I enjoy analyzing first lines. They open doors to new worlds. They introduce characters. They establish narrators. They set the time and tone of the story. Here are just a few of my favorites.
“This is a story a young girl gathers in a car during the early hours of the morning.”
—Michael Ondaatje, In the Skin of a Lion
“He was an old man who fished alone in a skiff in the Gulf Stream and he had gone eighty-four days now without taking a fish.”
—Ernest Hemingway, The Old Man and the Sea
“Lolita, light of my life, fire of my loins.”
—Vladimir Nabokov, Lolita
“Shadow had done three years in prison.”
—Neil Gaiman, American Gods
“First Lieutenant Jimmy Cross carried letters from a girl name Martha, a junior at Mount Sebastian College in New Jersey.”
—Tim O’Brien, The Thing They Carried
“You’ll probably think I’m making a lot of this up just to make me sound better than I really am or smarter or even luckier but I’m not.”

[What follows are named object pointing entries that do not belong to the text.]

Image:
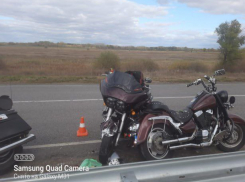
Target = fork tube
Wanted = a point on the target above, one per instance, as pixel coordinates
(109, 114)
(120, 129)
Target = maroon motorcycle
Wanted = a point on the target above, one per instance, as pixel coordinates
(130, 113)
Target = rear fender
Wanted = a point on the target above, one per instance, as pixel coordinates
(146, 125)
(237, 119)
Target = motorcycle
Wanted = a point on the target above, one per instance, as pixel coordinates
(158, 130)
(14, 132)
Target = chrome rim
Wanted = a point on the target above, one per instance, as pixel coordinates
(235, 139)
(154, 144)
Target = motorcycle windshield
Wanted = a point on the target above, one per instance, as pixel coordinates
(123, 81)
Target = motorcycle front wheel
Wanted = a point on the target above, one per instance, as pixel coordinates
(235, 142)
(106, 149)
(7, 159)
(152, 148)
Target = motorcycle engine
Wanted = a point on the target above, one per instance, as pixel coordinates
(202, 136)
(204, 118)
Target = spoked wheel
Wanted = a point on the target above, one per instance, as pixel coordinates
(235, 142)
(152, 148)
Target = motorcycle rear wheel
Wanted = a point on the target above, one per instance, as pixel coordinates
(106, 149)
(156, 151)
(7, 159)
(236, 142)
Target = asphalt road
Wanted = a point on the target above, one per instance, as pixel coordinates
(54, 112)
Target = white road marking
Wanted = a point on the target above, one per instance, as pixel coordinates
(62, 144)
(83, 100)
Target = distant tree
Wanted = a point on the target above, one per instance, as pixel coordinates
(230, 41)
(107, 60)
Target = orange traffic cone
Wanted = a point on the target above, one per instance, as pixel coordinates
(82, 131)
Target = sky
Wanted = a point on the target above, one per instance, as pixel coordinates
(181, 23)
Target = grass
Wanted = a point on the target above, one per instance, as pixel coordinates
(74, 65)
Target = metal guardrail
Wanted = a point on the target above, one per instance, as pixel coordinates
(228, 167)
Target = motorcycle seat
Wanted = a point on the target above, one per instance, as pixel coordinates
(178, 116)
(182, 116)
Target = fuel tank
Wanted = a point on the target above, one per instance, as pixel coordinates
(203, 101)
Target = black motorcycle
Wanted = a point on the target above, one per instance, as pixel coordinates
(14, 132)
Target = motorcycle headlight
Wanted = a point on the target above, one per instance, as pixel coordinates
(120, 106)
(110, 102)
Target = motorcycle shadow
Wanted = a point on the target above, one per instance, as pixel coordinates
(132, 154)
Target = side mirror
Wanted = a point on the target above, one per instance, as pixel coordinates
(148, 80)
(232, 100)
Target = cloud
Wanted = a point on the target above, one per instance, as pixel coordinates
(95, 21)
(214, 6)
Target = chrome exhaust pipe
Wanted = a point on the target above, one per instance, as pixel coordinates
(206, 144)
(18, 143)
(179, 140)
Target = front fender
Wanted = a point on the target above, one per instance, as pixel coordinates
(237, 119)
(146, 125)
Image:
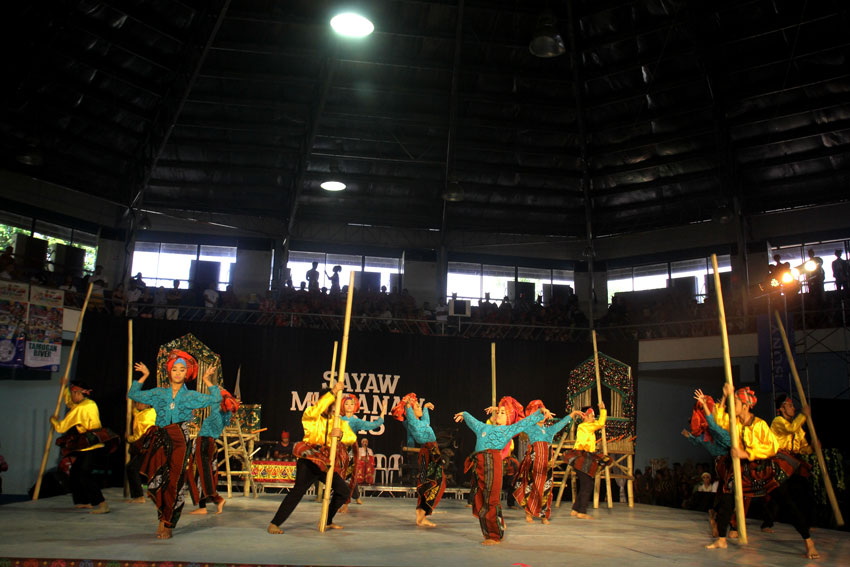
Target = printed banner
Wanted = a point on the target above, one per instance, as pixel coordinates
(774, 368)
(13, 321)
(44, 331)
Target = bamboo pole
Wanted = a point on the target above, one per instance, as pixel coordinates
(740, 513)
(326, 501)
(604, 436)
(493, 373)
(128, 424)
(61, 394)
(830, 493)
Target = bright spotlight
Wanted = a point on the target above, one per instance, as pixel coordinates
(349, 24)
(333, 186)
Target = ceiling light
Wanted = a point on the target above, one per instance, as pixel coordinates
(333, 186)
(349, 24)
(546, 41)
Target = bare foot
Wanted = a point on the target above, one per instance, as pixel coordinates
(719, 543)
(811, 552)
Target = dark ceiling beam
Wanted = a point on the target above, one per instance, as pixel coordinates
(175, 98)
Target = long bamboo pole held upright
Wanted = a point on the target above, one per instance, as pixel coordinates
(733, 420)
(493, 373)
(61, 394)
(128, 424)
(326, 501)
(830, 493)
(604, 437)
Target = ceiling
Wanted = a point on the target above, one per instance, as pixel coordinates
(661, 113)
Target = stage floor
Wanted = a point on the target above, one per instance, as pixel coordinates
(382, 532)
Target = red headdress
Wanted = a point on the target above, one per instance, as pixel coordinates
(699, 423)
(228, 402)
(514, 409)
(747, 396)
(351, 397)
(533, 406)
(398, 409)
(191, 364)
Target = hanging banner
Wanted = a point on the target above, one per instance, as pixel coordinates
(774, 369)
(13, 321)
(44, 329)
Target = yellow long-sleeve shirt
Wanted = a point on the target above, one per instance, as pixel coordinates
(317, 427)
(84, 416)
(586, 433)
(142, 421)
(791, 436)
(756, 438)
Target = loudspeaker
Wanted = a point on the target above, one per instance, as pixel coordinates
(69, 260)
(202, 273)
(30, 253)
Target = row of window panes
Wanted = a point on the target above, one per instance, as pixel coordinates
(799, 253)
(161, 263)
(474, 282)
(656, 276)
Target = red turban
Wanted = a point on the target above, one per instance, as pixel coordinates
(747, 396)
(699, 423)
(191, 364)
(228, 402)
(351, 397)
(533, 406)
(514, 409)
(398, 409)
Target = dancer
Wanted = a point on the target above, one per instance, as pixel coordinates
(788, 428)
(486, 462)
(763, 470)
(144, 419)
(350, 406)
(431, 481)
(204, 479)
(82, 444)
(534, 480)
(585, 460)
(313, 455)
(170, 450)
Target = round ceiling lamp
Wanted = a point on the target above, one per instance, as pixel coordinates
(333, 186)
(349, 24)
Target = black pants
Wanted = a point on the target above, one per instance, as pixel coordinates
(585, 489)
(134, 479)
(306, 473)
(791, 496)
(84, 489)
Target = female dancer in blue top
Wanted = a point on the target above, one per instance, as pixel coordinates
(534, 479)
(486, 462)
(170, 450)
(431, 482)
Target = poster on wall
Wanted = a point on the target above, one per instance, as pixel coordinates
(44, 329)
(13, 321)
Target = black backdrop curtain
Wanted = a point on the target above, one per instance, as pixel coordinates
(283, 367)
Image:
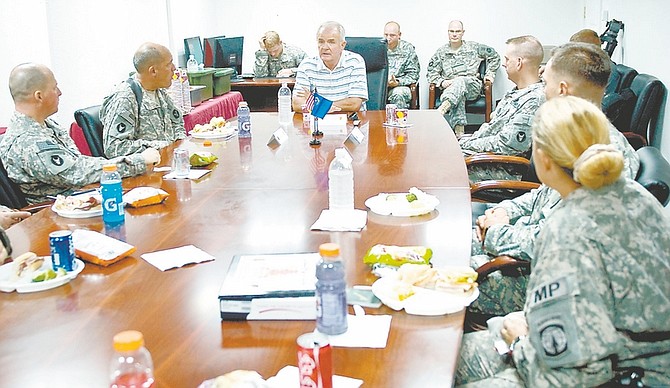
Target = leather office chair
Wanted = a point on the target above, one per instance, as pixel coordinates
(482, 105)
(89, 121)
(375, 53)
(638, 117)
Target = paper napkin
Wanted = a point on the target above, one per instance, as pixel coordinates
(176, 257)
(341, 220)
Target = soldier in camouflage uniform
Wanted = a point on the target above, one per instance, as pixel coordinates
(598, 298)
(39, 155)
(508, 132)
(404, 66)
(128, 129)
(513, 233)
(276, 59)
(455, 68)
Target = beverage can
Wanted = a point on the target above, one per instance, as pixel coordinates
(315, 361)
(391, 113)
(181, 165)
(62, 249)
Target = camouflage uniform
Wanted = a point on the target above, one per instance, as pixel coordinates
(461, 66)
(508, 133)
(602, 307)
(266, 66)
(43, 160)
(404, 64)
(501, 294)
(160, 122)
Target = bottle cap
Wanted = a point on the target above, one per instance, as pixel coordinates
(329, 250)
(128, 341)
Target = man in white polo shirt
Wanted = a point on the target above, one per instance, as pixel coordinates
(336, 74)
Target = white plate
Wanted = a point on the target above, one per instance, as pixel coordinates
(8, 283)
(396, 204)
(424, 301)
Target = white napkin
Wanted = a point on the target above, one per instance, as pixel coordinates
(288, 376)
(176, 257)
(364, 331)
(195, 173)
(341, 220)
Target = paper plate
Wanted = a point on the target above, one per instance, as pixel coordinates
(423, 302)
(23, 285)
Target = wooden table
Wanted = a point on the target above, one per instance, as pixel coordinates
(256, 200)
(261, 93)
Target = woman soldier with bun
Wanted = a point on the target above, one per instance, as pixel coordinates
(598, 298)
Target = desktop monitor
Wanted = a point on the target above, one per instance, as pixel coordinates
(210, 50)
(229, 53)
(193, 46)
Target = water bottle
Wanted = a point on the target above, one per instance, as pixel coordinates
(331, 295)
(284, 98)
(341, 181)
(191, 64)
(113, 211)
(243, 120)
(131, 365)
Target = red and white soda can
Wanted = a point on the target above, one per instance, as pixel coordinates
(315, 361)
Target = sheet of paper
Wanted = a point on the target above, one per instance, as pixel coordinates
(289, 376)
(341, 220)
(176, 257)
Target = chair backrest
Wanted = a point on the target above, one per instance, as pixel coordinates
(89, 121)
(375, 53)
(10, 193)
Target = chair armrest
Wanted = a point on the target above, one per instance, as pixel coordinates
(497, 264)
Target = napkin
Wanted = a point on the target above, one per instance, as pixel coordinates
(195, 173)
(176, 257)
(289, 376)
(364, 331)
(341, 220)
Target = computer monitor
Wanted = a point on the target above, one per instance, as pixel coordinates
(210, 50)
(193, 46)
(229, 53)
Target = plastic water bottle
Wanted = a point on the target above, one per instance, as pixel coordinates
(243, 120)
(284, 98)
(131, 365)
(341, 181)
(191, 64)
(113, 211)
(331, 295)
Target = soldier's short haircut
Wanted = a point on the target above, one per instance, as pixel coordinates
(25, 79)
(529, 48)
(583, 61)
(332, 25)
(147, 55)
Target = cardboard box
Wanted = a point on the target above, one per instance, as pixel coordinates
(222, 81)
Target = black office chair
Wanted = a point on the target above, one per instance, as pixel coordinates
(375, 53)
(89, 121)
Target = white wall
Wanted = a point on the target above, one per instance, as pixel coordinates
(89, 43)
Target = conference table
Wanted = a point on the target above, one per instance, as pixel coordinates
(256, 199)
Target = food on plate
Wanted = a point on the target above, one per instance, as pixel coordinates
(202, 158)
(77, 202)
(396, 256)
(144, 196)
(460, 281)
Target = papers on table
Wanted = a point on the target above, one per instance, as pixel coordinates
(176, 257)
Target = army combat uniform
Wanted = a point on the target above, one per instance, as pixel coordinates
(508, 133)
(43, 160)
(461, 66)
(501, 294)
(159, 124)
(266, 66)
(404, 64)
(598, 297)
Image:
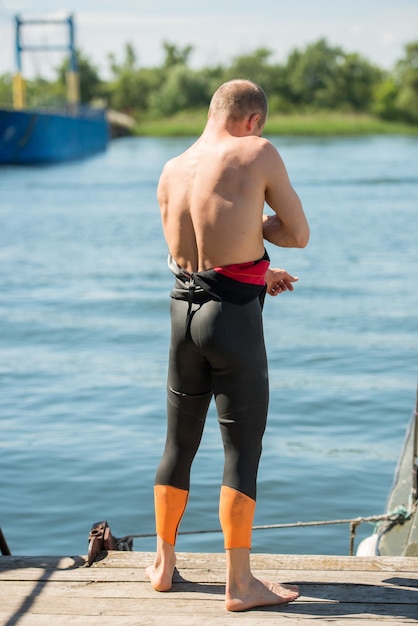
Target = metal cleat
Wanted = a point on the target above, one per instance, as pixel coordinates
(101, 540)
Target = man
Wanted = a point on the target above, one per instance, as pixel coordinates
(212, 200)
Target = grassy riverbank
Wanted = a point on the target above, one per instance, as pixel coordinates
(319, 124)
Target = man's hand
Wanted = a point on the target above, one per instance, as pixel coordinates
(278, 280)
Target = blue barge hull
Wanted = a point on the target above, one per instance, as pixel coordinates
(36, 137)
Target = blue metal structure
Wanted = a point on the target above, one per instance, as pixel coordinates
(33, 136)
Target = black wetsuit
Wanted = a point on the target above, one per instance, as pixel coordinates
(217, 349)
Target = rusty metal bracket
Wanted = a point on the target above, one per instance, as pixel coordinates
(102, 540)
(4, 548)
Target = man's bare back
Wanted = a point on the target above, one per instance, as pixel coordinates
(213, 195)
(212, 200)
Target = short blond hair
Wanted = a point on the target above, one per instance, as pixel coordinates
(239, 98)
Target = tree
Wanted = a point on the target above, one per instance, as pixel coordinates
(131, 86)
(90, 82)
(175, 55)
(406, 77)
(312, 75)
(356, 83)
(182, 89)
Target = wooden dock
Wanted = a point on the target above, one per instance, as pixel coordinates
(342, 591)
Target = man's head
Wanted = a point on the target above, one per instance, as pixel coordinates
(239, 99)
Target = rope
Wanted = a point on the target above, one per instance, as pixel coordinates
(397, 516)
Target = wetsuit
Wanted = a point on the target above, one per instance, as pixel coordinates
(217, 349)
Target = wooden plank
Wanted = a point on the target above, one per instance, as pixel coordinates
(216, 560)
(312, 592)
(348, 591)
(245, 619)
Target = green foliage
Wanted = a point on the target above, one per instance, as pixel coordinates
(6, 98)
(318, 78)
(406, 76)
(89, 79)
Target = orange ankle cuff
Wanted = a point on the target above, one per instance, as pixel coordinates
(170, 504)
(236, 514)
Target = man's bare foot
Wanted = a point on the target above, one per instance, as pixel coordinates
(161, 572)
(161, 577)
(259, 593)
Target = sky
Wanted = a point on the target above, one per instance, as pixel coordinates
(218, 30)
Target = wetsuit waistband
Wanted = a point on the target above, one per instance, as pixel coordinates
(237, 283)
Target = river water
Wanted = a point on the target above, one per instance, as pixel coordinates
(84, 329)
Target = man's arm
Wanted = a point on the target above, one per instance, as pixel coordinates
(288, 226)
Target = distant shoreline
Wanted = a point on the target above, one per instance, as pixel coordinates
(316, 125)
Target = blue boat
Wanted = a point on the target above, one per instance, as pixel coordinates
(36, 136)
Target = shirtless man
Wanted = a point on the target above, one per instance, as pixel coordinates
(212, 201)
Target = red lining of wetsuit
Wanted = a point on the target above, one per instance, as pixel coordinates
(250, 272)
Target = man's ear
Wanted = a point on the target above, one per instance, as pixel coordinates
(253, 121)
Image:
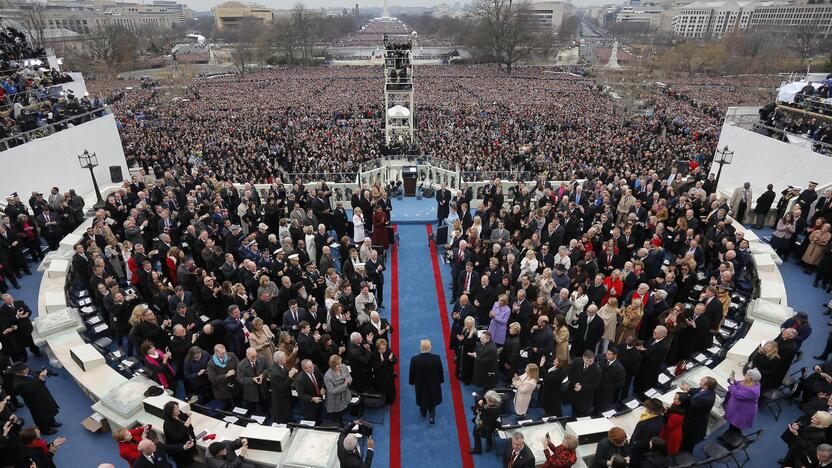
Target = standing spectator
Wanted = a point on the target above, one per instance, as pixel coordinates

—Russell Banks, Rule of the Bone
“I’m pretty much fucked.”
—Andy Weir, The Martian
“When Lauren was a small girl, she would stand in the Kansan fields and call the cats.”
—Steve Erickson, Days Between Stations
“If you really want to hear about it, the first thing you’ll probably want to know is where I was born, and what my lousy childhood was like, and how my parents were occupied and all before they had me, and all that David Copperfield kind of crap, but I don’t feel like going into it, if you want to know the truth.”
—J. D. Salinger, The Catcher in the Rye
Last, but not least…
“For the most wild yet most homely narrative which I am about to pen, I neither expect nor solicit belief.”